In a protest held at press enclave Srinagar on November 11, the family and relatives of Shakir demanded CBI enquiry into the case. “Since the last three months we have been approaching everyone but nobody has helped us in retrieving the body. If he has been killed, then please help us to locate his body and if he is alive, then too please help us in locating him,” he said.

Family members and relatives of slain Athar Mushtaq who was killed in an encounter’ at Hokersar last week stages protest in Srinagar on Monday, January 4, 2020. KL Image by Bilal Bahadur

By the 2020 year-end, the issue was brought live by two persons – Mehbooba Mufti, the former Chief Minister of Jammu and Kashmir, and Kashmir Police Chief, Vijay Kumar.

“After the spread of COVID-19 in March, hundreds of people participated in funerals in Kulgam and Sopores. There were two options, either to stop anti-terrorists operation temporarily or not to hand over bodies of terrorists to the families. We adopted the second option in the larger interest of the general public,” Kumar told The Hindu. “Initially, miscreants and anti-social elements tried to spread false propaganda and terrorists abducted some policemen and even killed one policeman but we didn’t lose our patience. Later, people realised our intention and supported us. So far, 158 terrorists have been buried at isolated locations in Baramulla, Ganderbal and Handwara areas in the presence of magistrates and families. We have not only stopped the spread of COVID infection but also stopped glamorising terrorists and avoided potential law and order problems. This action is a historical one.”
Within a few days, Mehbooba made a revelation.  She told her party workers that her BJPDP government fell after she refused to sign an agreement that “militant bodies of (locals, foreigners) won’t be handed over to their families for last rites..
Whatever the truth, the legal experts and human rights activists say that people have the right to give their dead kin decent burials. Dr Sheikh Showkat Hussain, a Kashmiri political analyst, who has taught law at the University of Kashmir and the Central University of Kashmir says that the denial of bodies to the next of kin is a violation of the Geneva Convention.
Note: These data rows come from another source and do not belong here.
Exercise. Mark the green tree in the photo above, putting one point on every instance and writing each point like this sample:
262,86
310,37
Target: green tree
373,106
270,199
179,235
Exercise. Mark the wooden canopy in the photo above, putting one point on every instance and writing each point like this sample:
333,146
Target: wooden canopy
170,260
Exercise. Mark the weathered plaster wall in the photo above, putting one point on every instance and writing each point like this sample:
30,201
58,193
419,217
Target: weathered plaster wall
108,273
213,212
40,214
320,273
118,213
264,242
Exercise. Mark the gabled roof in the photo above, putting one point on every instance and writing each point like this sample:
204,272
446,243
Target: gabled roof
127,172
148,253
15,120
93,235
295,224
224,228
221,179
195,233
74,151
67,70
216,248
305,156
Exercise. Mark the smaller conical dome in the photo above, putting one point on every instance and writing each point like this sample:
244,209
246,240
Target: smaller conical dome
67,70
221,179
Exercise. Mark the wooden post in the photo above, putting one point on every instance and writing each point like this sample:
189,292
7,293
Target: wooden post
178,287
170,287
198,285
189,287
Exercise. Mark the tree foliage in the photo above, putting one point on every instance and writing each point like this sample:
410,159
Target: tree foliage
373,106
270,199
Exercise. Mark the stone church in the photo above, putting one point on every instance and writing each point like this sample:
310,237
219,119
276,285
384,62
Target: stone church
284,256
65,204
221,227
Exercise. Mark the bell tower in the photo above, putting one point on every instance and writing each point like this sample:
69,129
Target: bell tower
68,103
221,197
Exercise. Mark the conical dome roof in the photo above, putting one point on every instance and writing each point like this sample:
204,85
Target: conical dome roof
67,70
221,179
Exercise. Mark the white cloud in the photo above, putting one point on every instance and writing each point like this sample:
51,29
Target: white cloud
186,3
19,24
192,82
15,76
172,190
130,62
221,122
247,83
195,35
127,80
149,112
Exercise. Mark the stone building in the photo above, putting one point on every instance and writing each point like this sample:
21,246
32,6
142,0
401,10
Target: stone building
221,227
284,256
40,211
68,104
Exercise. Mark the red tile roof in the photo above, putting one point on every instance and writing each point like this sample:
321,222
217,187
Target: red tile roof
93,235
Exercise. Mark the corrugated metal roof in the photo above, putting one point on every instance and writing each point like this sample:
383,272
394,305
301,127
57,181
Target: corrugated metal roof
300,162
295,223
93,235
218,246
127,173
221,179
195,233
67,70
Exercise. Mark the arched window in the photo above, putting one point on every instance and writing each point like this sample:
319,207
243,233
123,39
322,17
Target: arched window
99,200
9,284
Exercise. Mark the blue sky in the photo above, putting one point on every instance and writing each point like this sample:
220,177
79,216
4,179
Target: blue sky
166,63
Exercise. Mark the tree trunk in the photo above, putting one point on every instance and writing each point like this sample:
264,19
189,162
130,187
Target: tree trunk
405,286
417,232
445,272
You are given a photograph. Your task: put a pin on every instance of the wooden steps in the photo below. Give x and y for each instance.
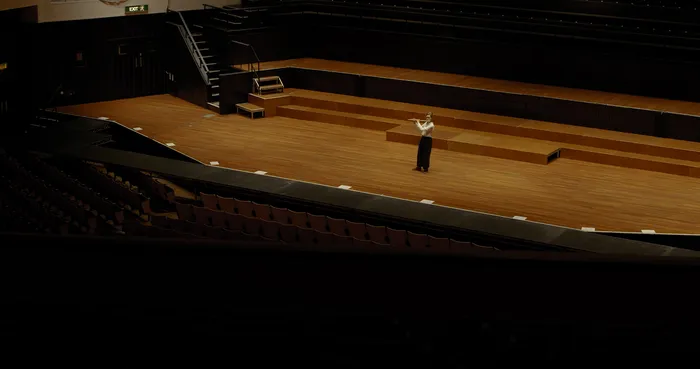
(339, 118)
(598, 138)
(271, 84)
(270, 102)
(631, 160)
(481, 143)
(498, 136)
(251, 109)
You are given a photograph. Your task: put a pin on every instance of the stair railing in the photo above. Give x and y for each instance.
(226, 13)
(192, 46)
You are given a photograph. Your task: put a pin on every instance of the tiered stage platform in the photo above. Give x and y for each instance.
(552, 173)
(491, 135)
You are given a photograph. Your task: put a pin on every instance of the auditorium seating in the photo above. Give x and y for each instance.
(69, 197)
(671, 25)
(223, 216)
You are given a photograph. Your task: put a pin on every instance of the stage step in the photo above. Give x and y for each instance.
(261, 85)
(251, 109)
(214, 106)
(339, 118)
(631, 160)
(481, 143)
(604, 139)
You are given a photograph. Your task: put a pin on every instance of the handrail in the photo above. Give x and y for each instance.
(198, 53)
(224, 11)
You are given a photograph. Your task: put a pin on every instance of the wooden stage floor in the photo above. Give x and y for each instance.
(674, 106)
(566, 192)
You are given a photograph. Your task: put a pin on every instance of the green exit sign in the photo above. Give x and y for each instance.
(136, 9)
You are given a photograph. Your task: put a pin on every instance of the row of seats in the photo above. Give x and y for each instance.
(22, 211)
(61, 207)
(239, 227)
(125, 193)
(279, 223)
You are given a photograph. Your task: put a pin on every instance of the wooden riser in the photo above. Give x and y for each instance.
(517, 127)
(479, 144)
(687, 170)
(270, 102)
(319, 116)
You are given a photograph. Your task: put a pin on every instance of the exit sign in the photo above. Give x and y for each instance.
(136, 9)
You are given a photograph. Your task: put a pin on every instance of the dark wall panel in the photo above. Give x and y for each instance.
(15, 50)
(98, 59)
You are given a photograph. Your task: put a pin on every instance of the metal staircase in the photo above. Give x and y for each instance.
(205, 56)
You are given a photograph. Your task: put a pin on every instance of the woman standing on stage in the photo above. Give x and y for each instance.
(425, 146)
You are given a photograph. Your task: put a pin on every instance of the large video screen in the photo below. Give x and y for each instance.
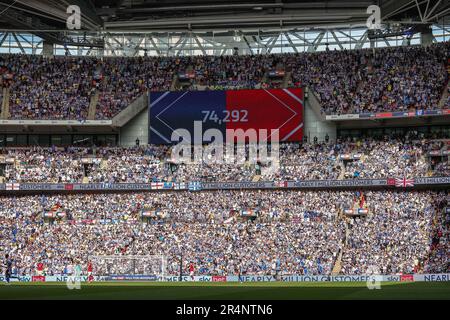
(260, 109)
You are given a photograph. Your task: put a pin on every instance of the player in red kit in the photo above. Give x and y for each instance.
(40, 269)
(90, 269)
(191, 271)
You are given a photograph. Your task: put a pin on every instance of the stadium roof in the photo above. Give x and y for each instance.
(171, 15)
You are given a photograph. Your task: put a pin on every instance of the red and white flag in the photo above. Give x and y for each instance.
(12, 186)
(157, 185)
(403, 183)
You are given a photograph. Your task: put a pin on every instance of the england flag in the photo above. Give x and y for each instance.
(13, 186)
(157, 185)
(403, 183)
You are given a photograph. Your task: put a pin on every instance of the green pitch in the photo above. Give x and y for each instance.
(201, 290)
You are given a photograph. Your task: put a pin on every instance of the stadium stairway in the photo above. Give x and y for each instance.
(136, 107)
(5, 104)
(444, 95)
(175, 83)
(337, 267)
(315, 104)
(287, 79)
(342, 173)
(93, 105)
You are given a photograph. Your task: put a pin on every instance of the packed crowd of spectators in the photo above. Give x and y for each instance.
(344, 159)
(294, 232)
(49, 88)
(347, 81)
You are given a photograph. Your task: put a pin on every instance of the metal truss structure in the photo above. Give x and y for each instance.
(213, 43)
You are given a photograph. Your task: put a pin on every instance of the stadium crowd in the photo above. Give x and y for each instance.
(294, 232)
(347, 81)
(344, 159)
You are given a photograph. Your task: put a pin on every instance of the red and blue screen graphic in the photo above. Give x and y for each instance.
(259, 109)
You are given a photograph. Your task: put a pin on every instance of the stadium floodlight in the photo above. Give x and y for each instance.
(130, 267)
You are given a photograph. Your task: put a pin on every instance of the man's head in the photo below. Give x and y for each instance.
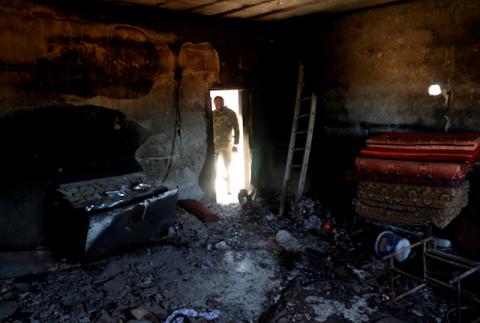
(219, 103)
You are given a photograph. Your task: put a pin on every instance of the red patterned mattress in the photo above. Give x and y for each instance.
(422, 154)
(443, 170)
(468, 141)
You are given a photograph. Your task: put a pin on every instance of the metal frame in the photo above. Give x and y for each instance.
(455, 283)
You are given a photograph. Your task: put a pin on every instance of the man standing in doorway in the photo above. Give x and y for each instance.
(224, 123)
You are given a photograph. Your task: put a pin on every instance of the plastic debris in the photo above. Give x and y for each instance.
(178, 316)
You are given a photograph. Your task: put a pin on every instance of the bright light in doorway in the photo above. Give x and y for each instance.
(237, 167)
(434, 90)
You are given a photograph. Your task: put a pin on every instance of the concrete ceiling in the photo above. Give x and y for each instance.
(266, 10)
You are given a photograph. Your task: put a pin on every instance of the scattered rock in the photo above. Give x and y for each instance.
(288, 242)
(7, 309)
(222, 245)
(140, 312)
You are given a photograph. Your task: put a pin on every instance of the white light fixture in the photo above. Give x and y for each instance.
(434, 90)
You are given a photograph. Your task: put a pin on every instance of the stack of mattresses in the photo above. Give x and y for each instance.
(413, 178)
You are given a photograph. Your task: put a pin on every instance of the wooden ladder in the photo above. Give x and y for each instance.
(297, 145)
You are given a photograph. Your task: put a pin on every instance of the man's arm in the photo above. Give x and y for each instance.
(235, 128)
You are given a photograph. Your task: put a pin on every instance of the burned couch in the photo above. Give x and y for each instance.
(103, 216)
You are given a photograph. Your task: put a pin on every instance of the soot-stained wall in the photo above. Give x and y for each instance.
(374, 67)
(105, 87)
(371, 70)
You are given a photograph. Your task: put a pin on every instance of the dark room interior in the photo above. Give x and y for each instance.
(240, 161)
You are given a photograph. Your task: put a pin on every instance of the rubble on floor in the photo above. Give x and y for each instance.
(232, 270)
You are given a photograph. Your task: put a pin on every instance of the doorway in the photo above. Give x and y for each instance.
(241, 160)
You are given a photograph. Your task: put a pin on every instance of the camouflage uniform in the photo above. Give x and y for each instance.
(224, 123)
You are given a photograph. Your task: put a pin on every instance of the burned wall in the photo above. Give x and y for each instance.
(148, 81)
(371, 70)
(373, 67)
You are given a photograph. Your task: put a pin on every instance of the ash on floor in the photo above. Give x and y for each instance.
(233, 270)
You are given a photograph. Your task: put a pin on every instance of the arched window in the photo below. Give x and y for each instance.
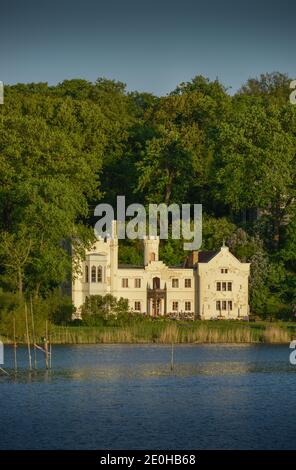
(156, 283)
(152, 256)
(100, 274)
(93, 274)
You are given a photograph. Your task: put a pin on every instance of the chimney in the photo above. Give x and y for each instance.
(192, 259)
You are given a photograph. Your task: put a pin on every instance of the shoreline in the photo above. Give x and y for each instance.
(167, 332)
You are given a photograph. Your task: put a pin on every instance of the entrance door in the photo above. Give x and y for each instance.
(156, 283)
(156, 307)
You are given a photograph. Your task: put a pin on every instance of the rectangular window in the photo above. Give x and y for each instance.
(175, 283)
(187, 282)
(138, 283)
(188, 306)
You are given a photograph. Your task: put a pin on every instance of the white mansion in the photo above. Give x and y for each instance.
(210, 285)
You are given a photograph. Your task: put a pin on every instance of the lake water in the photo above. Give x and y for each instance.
(126, 397)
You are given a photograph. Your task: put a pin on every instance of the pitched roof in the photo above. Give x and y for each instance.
(206, 256)
(130, 266)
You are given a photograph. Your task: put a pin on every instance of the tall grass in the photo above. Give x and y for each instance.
(164, 332)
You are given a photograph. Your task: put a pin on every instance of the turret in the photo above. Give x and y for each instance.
(151, 245)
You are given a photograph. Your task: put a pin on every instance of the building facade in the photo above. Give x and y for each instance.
(209, 285)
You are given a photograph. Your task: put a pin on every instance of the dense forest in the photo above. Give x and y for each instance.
(65, 148)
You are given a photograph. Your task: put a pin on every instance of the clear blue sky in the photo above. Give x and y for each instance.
(150, 45)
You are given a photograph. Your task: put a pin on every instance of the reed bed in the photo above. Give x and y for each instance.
(175, 332)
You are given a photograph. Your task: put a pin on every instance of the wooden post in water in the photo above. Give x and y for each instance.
(46, 345)
(33, 333)
(14, 346)
(28, 337)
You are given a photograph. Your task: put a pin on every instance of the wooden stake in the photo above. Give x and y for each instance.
(46, 345)
(14, 346)
(33, 333)
(28, 338)
(172, 357)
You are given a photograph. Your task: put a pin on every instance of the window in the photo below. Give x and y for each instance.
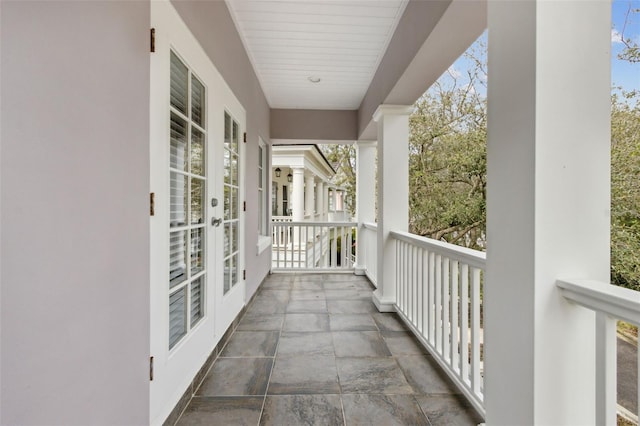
(187, 210)
(263, 177)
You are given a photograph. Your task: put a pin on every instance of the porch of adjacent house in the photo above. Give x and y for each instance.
(313, 349)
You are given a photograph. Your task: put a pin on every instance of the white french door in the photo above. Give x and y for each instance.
(196, 245)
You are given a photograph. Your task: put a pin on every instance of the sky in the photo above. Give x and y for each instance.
(623, 73)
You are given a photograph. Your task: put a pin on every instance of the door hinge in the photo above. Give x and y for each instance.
(151, 369)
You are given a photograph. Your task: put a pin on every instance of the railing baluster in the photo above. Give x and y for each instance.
(446, 330)
(455, 332)
(475, 330)
(438, 304)
(464, 324)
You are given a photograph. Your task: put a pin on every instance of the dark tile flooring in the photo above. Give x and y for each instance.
(313, 350)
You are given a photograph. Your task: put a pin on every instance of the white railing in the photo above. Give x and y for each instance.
(367, 244)
(312, 246)
(438, 295)
(610, 303)
(281, 218)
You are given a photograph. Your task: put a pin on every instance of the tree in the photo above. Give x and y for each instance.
(447, 157)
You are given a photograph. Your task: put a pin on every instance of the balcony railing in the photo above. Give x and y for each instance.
(610, 303)
(438, 295)
(313, 246)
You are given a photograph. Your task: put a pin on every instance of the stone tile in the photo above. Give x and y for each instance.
(425, 375)
(382, 410)
(352, 322)
(261, 306)
(403, 343)
(351, 307)
(304, 375)
(371, 375)
(293, 344)
(307, 295)
(389, 322)
(307, 306)
(448, 410)
(277, 284)
(237, 377)
(252, 344)
(279, 295)
(359, 344)
(308, 285)
(205, 411)
(306, 322)
(348, 294)
(347, 285)
(262, 323)
(294, 410)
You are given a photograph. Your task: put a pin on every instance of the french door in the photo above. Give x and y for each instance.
(196, 185)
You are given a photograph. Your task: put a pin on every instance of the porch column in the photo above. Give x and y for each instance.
(365, 197)
(310, 199)
(393, 195)
(548, 206)
(320, 201)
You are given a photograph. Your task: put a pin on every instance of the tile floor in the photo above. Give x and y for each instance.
(313, 350)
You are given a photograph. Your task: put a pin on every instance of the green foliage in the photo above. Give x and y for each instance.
(625, 189)
(447, 159)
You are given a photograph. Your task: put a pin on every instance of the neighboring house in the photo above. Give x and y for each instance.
(136, 208)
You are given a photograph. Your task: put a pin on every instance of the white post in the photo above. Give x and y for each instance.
(393, 195)
(365, 197)
(548, 206)
(320, 201)
(309, 198)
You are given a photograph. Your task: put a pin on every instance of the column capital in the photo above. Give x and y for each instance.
(366, 144)
(383, 110)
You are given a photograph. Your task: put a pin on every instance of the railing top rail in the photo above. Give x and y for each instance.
(618, 302)
(313, 223)
(472, 257)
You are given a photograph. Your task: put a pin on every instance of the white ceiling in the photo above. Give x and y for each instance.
(341, 42)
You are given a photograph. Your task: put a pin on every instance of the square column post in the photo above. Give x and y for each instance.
(310, 199)
(548, 197)
(365, 197)
(320, 201)
(393, 195)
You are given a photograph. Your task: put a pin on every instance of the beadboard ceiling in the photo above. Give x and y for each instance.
(338, 41)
“Article 17 of the 1949 Geneva Convention I provides that [parties to the conflict] shall further ensure that the dead are honourably interred, if possible according to the rites of the religion to which they belonged, that their graves are respected, grouped if possible according to the nationality of the deceased, properly maintained and marked so that they may always be found,” he read out from the book.